One night outside a rave where Andrew nearly gets the crap beaten out of him for accidentally filming some drunken bro’s girlfriend, Matt and the coolest kid in school/future shoe-in for class president Steve (Friday Night Lights’ Michael B. Jordan), force a worried Andrew into using his camera to document a mysterious cavern deep in the woods that houses a giant glowing crystal. After coming in contact with the crystal, the boys begin to develop telekinetic powers allowing them to move and manipulate matter. At first, they strengthen their powers with an escalating series of silly dares and childish pranks (as teenagers are naturally wont to do even without superpowers), but when the more mature Andrew begins to question his friends commitment to doing something with these powers, fissures in their close friendship quickly begin to develop leaving Steve and Matt to question Andrew’s very sanity.
First time feature director and co-writer Josh Trank and writer Max Landis (son of Blues Brothers director John) have crafted the best thought out found footage movie ever created. They know the scope of their film is bigger than simply having one camera statically shoot everything, so they take the time of creating other ways for footage to be incorporated into a film. Unlike many film of this nature, the question of who actually edited the footage for this film becomes refreshingly vague and something that a satisfying debate can actually be made from. The film beautifully incorporates digital video, cell phones, security cameras, military cameras, and in the bravura finale every camera type known to man floating all around the main characters.

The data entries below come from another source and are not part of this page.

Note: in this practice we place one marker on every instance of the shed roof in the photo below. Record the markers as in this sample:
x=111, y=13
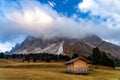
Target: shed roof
x=72, y=60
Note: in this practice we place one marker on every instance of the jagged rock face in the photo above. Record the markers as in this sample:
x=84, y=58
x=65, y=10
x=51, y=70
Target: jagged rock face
x=82, y=48
x=65, y=46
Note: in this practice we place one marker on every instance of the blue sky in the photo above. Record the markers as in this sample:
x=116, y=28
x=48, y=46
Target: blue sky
x=58, y=18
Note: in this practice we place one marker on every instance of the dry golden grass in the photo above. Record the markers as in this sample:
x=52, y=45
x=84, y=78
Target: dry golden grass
x=12, y=70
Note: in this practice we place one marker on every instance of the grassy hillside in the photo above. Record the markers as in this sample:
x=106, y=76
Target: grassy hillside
x=15, y=70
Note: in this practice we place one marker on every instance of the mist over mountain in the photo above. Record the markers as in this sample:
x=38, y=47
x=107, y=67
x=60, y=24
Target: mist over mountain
x=66, y=46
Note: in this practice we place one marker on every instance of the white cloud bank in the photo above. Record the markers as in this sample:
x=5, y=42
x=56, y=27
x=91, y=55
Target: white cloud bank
x=36, y=19
x=105, y=9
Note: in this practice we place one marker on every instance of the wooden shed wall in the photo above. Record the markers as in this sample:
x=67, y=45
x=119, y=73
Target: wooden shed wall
x=70, y=68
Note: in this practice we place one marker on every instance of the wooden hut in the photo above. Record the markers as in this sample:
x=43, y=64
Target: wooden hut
x=78, y=66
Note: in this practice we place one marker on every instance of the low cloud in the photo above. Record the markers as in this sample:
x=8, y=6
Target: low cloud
x=40, y=20
x=35, y=19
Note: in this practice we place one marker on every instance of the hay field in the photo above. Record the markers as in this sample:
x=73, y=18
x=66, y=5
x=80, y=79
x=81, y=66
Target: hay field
x=15, y=70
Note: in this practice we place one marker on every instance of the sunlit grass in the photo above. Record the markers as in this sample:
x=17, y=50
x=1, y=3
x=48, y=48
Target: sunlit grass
x=12, y=70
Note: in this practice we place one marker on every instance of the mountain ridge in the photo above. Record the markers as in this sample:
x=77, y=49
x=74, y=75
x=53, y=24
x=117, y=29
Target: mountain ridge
x=65, y=46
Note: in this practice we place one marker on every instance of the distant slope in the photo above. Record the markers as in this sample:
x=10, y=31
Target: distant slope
x=65, y=46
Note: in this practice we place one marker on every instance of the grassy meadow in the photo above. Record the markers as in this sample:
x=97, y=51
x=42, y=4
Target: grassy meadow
x=17, y=70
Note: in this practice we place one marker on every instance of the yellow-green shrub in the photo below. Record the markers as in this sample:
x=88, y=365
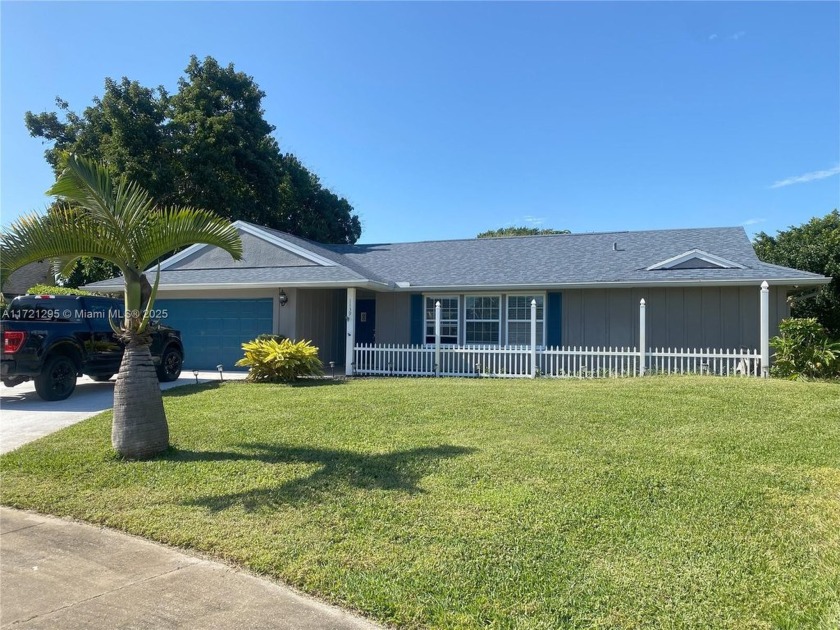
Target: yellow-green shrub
x=273, y=361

The technical specs of Chronicle are marvellous considering how little the film probably cost to make. Most of the budget seems saved up to mount one of the most dazzling, show-stopping endings to a film in recent memory, but even simple sequences where the boys discover they can fly and they use their power to goof off and play football in the clouds are just as gorgeously rendered. The concept that Andrew can also let the camera float in mid-air and move it leads to some stunning cinematography and the most shocking and subtle payoff in a found footage film ever.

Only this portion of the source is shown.